Governance and Management

A key to understanding the role of a Board and it’s members is the distinction between governance and management.  Whether your Board is for a large corporation or your local School Board of Trustees recognising the different but complementary roles of the Board and management is an important step to effective governance.  It is the role of the Board and it’s members to provide leadership, strategy and effective decision making, not day to day management.  The effective functioning of any entity requires the mutual trust and confidence of the Board and management.  Crucial to this relationship is having Board members that will provide an environment for management to do it’s job by doing their own.

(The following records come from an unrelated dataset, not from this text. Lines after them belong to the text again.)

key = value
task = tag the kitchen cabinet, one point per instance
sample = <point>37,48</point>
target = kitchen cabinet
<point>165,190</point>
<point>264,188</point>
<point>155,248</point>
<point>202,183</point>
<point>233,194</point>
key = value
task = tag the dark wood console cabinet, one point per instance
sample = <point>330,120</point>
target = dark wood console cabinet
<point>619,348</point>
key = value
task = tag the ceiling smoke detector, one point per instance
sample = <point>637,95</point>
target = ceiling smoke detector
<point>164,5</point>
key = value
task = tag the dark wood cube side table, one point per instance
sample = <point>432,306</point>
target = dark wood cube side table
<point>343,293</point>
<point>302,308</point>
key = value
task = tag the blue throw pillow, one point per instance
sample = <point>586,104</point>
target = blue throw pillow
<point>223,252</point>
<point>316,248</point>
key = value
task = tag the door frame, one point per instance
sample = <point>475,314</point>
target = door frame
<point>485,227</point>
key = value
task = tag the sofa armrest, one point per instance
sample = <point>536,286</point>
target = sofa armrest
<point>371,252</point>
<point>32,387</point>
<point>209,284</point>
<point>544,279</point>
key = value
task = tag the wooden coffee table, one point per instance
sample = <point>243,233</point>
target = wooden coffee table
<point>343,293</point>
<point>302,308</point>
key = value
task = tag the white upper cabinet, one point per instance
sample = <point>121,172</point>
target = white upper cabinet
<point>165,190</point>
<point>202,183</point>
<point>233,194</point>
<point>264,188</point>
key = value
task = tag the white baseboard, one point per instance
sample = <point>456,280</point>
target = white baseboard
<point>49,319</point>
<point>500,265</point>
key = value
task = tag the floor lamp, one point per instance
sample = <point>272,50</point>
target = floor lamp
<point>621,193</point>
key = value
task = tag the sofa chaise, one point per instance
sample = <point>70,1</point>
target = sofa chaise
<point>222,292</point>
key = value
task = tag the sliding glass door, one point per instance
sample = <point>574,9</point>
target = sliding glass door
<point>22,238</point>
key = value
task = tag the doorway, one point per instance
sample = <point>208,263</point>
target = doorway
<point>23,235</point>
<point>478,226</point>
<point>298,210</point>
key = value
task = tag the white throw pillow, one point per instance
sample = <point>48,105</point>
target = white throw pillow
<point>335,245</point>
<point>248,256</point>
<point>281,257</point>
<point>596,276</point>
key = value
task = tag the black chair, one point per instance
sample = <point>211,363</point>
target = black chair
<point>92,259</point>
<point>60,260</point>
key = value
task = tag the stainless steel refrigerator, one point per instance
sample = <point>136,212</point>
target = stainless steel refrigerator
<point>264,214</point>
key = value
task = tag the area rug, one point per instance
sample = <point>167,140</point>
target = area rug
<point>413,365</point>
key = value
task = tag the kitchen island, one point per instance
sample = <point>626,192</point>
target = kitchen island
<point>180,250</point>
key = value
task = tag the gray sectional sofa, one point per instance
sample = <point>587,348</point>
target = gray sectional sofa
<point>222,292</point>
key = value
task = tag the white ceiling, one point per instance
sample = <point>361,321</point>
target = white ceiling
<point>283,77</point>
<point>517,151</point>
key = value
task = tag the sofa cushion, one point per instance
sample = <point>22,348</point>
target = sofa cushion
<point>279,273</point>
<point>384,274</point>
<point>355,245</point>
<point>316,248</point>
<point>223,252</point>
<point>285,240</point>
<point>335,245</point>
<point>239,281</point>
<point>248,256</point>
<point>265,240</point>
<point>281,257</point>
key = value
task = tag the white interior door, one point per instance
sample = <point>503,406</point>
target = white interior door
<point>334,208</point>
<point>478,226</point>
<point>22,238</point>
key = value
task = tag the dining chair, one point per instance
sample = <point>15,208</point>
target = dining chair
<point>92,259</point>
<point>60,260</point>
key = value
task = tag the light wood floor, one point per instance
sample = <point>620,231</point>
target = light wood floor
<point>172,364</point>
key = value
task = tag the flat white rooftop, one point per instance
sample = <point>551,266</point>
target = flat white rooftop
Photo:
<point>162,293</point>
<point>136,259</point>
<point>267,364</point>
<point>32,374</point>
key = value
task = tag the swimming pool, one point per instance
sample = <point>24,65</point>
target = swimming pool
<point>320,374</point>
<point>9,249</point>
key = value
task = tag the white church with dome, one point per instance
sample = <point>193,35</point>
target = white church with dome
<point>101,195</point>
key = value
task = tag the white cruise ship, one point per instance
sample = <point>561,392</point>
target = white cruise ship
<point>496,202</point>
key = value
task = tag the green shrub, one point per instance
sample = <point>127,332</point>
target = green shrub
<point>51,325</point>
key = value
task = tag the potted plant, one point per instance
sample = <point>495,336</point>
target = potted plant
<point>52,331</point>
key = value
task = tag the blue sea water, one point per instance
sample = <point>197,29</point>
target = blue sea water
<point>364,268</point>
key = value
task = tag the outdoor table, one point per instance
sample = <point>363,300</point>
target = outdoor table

Know the Founding Document

Board members need to be aware of and in tune with the founding document or charter from which they obtain their authority to act.  Whether that is the Constitution of a company, a Trust Deed for an incorporated body or by Statute or Regulation for a public body.  Board members need to be familiar with the objectives, rules and procedures that govern the operation of the Board.  Decisions made by a Board outside it’s charter or as a result of faulty procedure are open to challenge.

Comply with the Law

Compliance with the law is also crucial.  This is because Directors and Trustees can be held personally liable for financial or legal decisions made by their Boards where the Board has not followed correct procedures in reaching those decisions.  There is a risk of being charged with negligence or fraud if an organisation fails to comply with the laws that apply to it.  It is particularly important that the Board (and it’s Chairperson) is vigilant in following good practice and observing the relevant rules and procedures so that when a Board makes a decision that has serious consequences it can be shown that the Board has acted correctly.  A good understanding of meeting procedures is also important.

Recognise when help is needed

Board members are not expected to “know it all”.  The Board does, however, need to be able to recognise when it needs professional advice or assistance to aid decision making.  Board members need to ensure that they have the relevant information and advice before making decisions and Board members have a positive duty to ensure that, as a Board, they are adequately informed. 

Representation

Board members must also be able to differentiate between their own interests or the interests of a particular group that may have elected or appointed them to the Board and the interests of the organisation as a whole.  This does not mean that Board members are not entitled to represent those interests or express opinions.  It does mean that Board members must not blindly promote a particular view point or interest where that is clearly incompatible with the objectives of the organisation as a whole.  Having said this, and while high profile cases are a reminder to be conscientious and wary, a Board that does not provide leadership and direction to an organisation is of equally poor value as a Board that acts capriciously.  Decisions made solely on the basis of minimising risk can result in a Board that is hamstrung and without clear direction.

The Chairperson

If the success of an organisation depends on it’s Board the successful functioning of the Board depends on an effective Chairperson.  The role of a Chairperson has it’s own special responsibilities.  The Chairperson (if necessary guided by a secretary or senior management) is expected to steer the Board through the reefs and shoals of rules and procedures so that where decisions are reached they are arrived at correctly!   

To what extent are Board members expected to exercise their professional expertise?  The answer is not straightforward.  Case law holds professional Board members to a higher standard than might otherwise be expected where the issue does involve their expertise gained by exercising a particular profession.  Board members (especially Chairpersons) who exercise a particular profession can therefore be expected to apply the expertise they possess for the benefit of the organisation they lead. 

Conflicts of Interest

Board members are expected to avoid or properly manage conflicts of interest as and when they arise.  It is important that conflicted Board members not only exercise care to ensure that other interests do not influence their decision making to the detriment of the organisation but also that they are seen to be avoiding such situations.  Board members with a personal interest in the outcome of a decision must disclose their conflict of interest and, usually remove themselves from the decision making process even if the decision is a “no brainer”. 

Payment

High expectations are more likely to arise where Board members are paid in recognition of the skills the Board members bring to the Board.  If the Chairperson is paid at a higher level then the expectations will be even higher still.  Paid, or unpaid, Board members are accountable for the decisions that they make and their performance is going to be measured according to the experience they have, the profession that they exercise and the judgement they have shown in the course of carrying out their role on the Board.  The risk of litigation, not to mention the potential for damage to reputation, should be enough for every Board member to insist that good governance is not compromised in making decisions of significance for any organisation that relies on the good judgement and expertise of it’s Board.